Don’t forget to mark your calendars for October 26-29, 2016, when Judge Mary Grace Diehl will host the 2016 NCBJ Conference at the Marriott Marquis in San Francisco, a city that needs no introduction.  I look forward to seeing you there—let’s see if we can find some good Napa Valley merlot!

San Francisco Weather in Late October

I have been to San Francisco many times. Late October is a great time to visit. It is not as crowded as in the summer, and the weather generally is warmer. The highs tend to range in the upper 60s and the lows in the low to mid 50s. The record high in late October is 84°, and the record low is 46°. It can be breezy, particularly near the bay. The relative humidly tends to range from an average of 81% in the morning to 63% in the evening. A light rain or drizzle in late October is not unusual.

The relative humidity combined with a light breeze often means a sweater or light jacket is needed to be comfortable. There is basically no chance of snow. This website, Pack for the City, gives helpful recommendations on what to pack by month.

These weather data charts give the vital statistics.
(click on a chart to enlarge it)

weather oceanside


More weather

Next Generation Looks Forward to Another Successful Year

NCBJ will host its sixth Next Generation program at the 2016 NCBJ San Francisco Annual Conference. “NextGen,” as it is often called, provides 40 up-and-coming bankruptcy attorneys with five to ten years of experience a unique opportunity to connect with bankruptcy judges and develop connections with other bankruptcy professionals. The program includes small group lunches; an invitation only roundtable for NextGen participants and judges; a networking reception; a NextGen reunion dinner; and a courthouse tour. Networking opportunities for NextGen participants abound throughout the Annual Conference.

To give everyone an equal opportunity to participate, qualified candidates whose nominations are received during the five-hour window from noon to 5 pm Eastern Time on May 4, 2016 are chosen by lottery. Qualified candidates are attorneys with five to ten years of experience who devote at least fifty percent of their practices in bankruptcy cases. In addition, each candidate must demonstrate the potential to be a distinguished member of the bankruptcy bar through their current practice and commitment to future growth in the bankruptcy area. Only one attorney from any single law firm may participate each year. In order to encourage participation from practitioners across the bankruptcy spectrum, financial assistance will be provided for up to five qualifying participants who earn less than $75,000 per year. Please consider nominating a qualified candidate for this year’s program.

The centerpiece of the NextGen program is the roundtable discussion between judges and NextGen participants prior to the start of the Annual Conference. This education program provides participants with an opportunity to discuss a range of issues affecting their practice with judges in an informal setting.

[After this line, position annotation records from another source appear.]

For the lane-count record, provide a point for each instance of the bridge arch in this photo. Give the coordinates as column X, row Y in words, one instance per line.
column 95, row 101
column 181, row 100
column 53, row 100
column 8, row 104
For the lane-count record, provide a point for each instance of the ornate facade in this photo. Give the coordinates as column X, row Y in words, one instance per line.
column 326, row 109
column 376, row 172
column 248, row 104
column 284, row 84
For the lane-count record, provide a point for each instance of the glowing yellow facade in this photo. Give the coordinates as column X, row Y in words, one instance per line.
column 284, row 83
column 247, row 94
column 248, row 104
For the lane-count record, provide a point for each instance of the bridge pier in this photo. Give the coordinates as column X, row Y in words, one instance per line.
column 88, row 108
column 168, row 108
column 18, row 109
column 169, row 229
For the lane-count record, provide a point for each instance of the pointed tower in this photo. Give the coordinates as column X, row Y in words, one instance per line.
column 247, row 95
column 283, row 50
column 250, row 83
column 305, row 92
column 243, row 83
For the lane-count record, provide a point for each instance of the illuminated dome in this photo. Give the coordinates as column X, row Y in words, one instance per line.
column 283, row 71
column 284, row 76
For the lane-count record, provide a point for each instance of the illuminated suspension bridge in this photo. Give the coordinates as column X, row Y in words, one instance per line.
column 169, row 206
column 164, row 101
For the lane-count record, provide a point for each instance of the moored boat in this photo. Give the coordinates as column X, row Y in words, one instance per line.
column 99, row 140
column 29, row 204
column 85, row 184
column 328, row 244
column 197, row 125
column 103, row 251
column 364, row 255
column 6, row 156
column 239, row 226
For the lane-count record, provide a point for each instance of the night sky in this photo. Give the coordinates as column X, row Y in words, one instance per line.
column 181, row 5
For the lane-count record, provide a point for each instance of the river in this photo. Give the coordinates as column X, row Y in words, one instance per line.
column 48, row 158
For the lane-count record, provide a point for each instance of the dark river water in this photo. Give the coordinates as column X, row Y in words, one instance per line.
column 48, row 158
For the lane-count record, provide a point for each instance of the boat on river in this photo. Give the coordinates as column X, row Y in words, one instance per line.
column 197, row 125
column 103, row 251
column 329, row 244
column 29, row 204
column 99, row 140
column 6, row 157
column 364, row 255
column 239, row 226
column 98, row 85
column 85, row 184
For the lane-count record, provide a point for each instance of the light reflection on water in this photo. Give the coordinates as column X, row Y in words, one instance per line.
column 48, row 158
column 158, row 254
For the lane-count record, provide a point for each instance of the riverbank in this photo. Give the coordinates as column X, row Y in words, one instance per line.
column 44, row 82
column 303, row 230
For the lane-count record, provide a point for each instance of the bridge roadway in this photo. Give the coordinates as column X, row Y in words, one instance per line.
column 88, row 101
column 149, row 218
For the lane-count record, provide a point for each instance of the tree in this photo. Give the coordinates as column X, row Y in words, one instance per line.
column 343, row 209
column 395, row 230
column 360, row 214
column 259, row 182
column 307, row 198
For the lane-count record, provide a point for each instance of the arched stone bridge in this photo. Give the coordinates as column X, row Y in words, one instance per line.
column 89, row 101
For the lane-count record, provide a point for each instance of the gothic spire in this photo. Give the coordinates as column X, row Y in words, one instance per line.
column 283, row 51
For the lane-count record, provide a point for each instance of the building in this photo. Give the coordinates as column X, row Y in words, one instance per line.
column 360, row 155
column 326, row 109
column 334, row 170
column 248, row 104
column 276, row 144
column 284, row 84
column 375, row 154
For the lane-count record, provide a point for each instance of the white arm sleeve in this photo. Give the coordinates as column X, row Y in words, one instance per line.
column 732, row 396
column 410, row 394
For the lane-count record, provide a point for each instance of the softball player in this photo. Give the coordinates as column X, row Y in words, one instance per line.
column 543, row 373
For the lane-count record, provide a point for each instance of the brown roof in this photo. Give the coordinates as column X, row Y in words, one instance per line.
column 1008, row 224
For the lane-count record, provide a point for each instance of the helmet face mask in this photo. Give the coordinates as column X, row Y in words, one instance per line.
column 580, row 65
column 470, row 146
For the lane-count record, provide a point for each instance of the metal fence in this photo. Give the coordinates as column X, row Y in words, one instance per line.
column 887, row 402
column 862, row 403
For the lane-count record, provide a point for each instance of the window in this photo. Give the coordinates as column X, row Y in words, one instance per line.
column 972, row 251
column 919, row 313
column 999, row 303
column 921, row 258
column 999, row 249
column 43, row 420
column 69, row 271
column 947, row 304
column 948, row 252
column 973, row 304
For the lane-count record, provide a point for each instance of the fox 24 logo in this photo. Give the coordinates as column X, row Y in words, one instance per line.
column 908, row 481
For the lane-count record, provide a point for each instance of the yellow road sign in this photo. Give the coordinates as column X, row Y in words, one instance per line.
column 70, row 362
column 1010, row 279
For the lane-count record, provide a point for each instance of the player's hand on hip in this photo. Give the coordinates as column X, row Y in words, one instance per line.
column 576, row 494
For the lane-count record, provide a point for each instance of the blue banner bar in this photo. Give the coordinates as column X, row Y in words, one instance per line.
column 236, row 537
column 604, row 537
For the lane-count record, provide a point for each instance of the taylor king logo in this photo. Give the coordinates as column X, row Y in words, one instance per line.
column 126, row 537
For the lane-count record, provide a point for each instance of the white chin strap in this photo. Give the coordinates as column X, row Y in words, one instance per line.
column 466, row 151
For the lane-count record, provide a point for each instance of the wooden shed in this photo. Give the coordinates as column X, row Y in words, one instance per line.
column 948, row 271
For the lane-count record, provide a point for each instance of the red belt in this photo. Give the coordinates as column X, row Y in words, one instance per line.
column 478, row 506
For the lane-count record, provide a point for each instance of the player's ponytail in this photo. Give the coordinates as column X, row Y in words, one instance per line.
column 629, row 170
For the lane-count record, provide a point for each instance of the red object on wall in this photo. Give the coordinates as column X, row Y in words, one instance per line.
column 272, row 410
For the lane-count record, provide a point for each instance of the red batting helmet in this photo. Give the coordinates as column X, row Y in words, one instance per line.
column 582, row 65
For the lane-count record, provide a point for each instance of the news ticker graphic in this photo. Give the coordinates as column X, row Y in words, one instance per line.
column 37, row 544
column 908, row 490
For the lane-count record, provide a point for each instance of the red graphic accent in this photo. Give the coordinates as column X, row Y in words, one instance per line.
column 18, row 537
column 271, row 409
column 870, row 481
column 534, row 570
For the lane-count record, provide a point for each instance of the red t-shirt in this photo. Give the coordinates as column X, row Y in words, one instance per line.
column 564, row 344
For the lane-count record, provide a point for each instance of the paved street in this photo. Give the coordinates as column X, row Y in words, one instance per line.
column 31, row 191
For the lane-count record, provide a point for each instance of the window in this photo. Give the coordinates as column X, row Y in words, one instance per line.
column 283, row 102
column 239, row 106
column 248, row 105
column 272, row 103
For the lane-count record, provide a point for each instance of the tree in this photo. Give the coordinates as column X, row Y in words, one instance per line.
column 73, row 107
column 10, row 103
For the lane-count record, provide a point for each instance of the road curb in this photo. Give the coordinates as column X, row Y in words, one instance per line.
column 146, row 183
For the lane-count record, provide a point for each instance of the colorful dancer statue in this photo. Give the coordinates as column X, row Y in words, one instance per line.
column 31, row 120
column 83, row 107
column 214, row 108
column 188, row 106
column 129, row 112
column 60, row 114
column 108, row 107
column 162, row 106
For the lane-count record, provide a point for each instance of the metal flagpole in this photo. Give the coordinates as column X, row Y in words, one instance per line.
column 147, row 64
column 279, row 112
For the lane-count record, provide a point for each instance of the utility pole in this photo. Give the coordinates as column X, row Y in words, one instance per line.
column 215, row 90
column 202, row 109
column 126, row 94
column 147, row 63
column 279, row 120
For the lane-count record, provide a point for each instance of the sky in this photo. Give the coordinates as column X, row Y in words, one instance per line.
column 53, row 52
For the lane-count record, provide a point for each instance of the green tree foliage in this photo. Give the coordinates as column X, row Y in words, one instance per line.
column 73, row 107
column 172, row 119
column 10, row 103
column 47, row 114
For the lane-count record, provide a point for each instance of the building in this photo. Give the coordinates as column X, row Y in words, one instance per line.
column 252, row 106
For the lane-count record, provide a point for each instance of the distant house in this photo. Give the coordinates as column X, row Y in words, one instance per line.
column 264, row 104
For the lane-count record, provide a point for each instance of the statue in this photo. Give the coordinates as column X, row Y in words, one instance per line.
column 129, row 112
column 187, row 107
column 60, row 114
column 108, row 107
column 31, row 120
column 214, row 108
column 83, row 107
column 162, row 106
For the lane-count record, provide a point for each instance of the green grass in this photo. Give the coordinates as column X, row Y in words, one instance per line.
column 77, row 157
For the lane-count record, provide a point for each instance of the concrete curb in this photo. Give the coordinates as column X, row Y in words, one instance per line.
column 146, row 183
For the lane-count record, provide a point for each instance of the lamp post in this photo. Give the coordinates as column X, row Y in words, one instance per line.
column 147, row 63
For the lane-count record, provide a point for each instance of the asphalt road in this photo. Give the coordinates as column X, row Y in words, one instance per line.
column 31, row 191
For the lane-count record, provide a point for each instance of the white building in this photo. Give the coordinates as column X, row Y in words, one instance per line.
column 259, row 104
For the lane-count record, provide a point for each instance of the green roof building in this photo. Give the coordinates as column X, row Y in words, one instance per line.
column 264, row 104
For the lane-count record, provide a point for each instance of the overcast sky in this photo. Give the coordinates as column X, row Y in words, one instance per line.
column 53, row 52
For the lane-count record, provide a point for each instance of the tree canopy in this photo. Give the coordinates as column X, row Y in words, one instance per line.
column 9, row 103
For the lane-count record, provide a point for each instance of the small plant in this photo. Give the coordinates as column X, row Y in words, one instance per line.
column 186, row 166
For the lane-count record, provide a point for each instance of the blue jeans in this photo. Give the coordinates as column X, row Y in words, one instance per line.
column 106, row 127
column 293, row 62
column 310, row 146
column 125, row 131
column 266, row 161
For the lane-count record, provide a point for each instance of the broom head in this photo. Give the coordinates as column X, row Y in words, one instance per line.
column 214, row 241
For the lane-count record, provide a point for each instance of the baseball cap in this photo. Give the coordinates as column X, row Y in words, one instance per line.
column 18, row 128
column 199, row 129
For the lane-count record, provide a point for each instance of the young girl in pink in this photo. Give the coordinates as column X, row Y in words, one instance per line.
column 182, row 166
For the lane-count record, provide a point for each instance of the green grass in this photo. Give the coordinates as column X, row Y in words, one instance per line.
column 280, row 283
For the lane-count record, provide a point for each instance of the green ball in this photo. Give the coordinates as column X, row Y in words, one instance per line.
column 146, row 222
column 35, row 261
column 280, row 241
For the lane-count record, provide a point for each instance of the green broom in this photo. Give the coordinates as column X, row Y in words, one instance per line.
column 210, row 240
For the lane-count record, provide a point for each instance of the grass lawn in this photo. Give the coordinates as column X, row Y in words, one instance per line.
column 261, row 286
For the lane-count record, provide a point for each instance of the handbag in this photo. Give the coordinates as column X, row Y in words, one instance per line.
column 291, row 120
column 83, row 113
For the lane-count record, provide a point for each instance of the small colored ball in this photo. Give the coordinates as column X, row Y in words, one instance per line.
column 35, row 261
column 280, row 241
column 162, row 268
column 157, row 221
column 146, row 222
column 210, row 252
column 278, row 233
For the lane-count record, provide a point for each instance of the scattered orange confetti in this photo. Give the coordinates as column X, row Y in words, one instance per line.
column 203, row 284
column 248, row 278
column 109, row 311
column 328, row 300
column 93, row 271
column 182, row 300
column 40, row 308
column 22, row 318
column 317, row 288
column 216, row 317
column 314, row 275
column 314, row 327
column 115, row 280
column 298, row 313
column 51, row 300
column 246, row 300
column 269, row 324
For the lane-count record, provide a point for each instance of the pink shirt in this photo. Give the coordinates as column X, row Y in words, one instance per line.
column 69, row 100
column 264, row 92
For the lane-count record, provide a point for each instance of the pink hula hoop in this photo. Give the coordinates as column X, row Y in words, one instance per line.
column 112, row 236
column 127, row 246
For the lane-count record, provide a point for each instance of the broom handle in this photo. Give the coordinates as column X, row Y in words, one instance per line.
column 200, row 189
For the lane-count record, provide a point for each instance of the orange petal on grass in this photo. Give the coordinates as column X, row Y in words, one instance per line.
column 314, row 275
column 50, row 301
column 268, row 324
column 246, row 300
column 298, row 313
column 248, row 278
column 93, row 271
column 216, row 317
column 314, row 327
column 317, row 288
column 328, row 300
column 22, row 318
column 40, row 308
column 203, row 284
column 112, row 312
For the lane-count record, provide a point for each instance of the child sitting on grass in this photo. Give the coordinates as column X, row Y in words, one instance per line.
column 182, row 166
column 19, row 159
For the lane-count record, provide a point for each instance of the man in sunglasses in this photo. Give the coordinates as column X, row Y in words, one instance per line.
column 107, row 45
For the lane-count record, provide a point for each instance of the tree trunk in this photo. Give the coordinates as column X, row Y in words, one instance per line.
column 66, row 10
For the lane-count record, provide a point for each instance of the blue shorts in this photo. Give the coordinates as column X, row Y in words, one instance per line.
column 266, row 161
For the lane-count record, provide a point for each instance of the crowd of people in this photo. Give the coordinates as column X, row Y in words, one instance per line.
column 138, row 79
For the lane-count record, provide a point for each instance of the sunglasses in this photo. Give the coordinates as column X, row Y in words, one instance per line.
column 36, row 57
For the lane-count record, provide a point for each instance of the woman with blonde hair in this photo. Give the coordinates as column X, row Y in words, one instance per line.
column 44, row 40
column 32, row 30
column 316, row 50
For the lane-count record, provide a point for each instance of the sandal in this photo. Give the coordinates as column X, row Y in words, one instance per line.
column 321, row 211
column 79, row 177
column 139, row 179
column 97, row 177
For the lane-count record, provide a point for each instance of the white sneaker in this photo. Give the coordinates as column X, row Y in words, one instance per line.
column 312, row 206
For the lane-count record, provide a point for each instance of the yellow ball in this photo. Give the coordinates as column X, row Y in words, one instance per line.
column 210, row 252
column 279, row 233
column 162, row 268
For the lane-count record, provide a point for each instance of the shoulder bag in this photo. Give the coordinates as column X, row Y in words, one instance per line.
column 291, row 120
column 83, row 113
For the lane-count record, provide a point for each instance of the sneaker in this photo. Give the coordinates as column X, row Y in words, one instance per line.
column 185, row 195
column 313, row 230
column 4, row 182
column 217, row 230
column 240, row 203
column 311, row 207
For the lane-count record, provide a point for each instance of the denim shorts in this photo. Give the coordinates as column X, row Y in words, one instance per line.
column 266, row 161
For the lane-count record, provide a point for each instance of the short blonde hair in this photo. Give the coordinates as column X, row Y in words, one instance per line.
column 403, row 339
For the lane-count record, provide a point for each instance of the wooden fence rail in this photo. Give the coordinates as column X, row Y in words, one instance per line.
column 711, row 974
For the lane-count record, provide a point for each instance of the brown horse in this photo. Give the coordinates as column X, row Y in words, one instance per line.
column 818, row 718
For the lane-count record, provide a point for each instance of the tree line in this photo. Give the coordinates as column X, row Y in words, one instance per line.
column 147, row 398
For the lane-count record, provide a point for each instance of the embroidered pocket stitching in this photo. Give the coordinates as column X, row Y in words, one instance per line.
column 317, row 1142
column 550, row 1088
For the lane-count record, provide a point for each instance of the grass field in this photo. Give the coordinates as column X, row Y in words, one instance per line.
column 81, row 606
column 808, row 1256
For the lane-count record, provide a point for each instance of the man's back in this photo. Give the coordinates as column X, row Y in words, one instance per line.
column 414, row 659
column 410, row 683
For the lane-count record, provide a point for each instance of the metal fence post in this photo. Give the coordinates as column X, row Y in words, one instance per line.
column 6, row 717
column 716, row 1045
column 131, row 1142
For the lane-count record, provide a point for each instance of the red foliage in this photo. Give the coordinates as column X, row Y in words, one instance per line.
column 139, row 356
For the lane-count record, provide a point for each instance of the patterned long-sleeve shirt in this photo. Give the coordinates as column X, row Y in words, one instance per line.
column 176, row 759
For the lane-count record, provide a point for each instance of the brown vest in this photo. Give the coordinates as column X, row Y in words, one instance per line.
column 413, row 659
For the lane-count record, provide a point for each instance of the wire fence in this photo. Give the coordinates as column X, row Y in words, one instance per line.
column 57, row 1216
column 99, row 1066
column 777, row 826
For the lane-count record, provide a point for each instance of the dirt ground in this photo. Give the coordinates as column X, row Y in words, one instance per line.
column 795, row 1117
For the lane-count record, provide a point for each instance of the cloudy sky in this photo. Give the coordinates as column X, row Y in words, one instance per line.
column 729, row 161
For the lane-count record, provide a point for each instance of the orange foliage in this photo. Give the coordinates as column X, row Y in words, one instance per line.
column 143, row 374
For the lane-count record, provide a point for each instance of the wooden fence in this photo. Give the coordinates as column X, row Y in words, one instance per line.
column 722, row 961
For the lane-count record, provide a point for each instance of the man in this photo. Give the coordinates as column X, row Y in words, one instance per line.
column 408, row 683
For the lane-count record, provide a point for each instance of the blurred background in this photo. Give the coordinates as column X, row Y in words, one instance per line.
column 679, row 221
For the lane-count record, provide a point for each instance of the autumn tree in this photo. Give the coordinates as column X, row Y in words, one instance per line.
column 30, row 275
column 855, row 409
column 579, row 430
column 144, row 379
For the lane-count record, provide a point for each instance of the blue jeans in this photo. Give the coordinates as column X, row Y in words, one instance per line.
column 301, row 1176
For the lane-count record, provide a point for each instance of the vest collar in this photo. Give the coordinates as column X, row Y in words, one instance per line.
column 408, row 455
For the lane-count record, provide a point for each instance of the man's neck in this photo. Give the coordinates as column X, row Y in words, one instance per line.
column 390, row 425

Prior to the roundtable, participants may join in small group lunches around San Francisco. After the roundtable, a networking reception sponsored by the American College of Bankruptcy will be held near the Conference hotel. Thanks to the continued success of this program, a dinner for current and former NextGen participants will also be part of this year’s events. With all the opportunities in San Francisco for delicious meals and fun events, this promises to be a great evening. Participants will also be invited to attend a special tour of the James R. Browning U.S. Court of Appeals Building, the home of the Ninth Circuit. This beautiful courthouse has an interesting history, having survived both the 1906 San Francisco earthquake and the 1989 Loma Prieta earthquake.

The networking and social events are planned by a group of former NextGen participants, local attorneys, and interested bankruptcy practitioners. Their insight into what worked in prior years has led these events to become a highlight of the Annual Conference for current and past NextGen participants.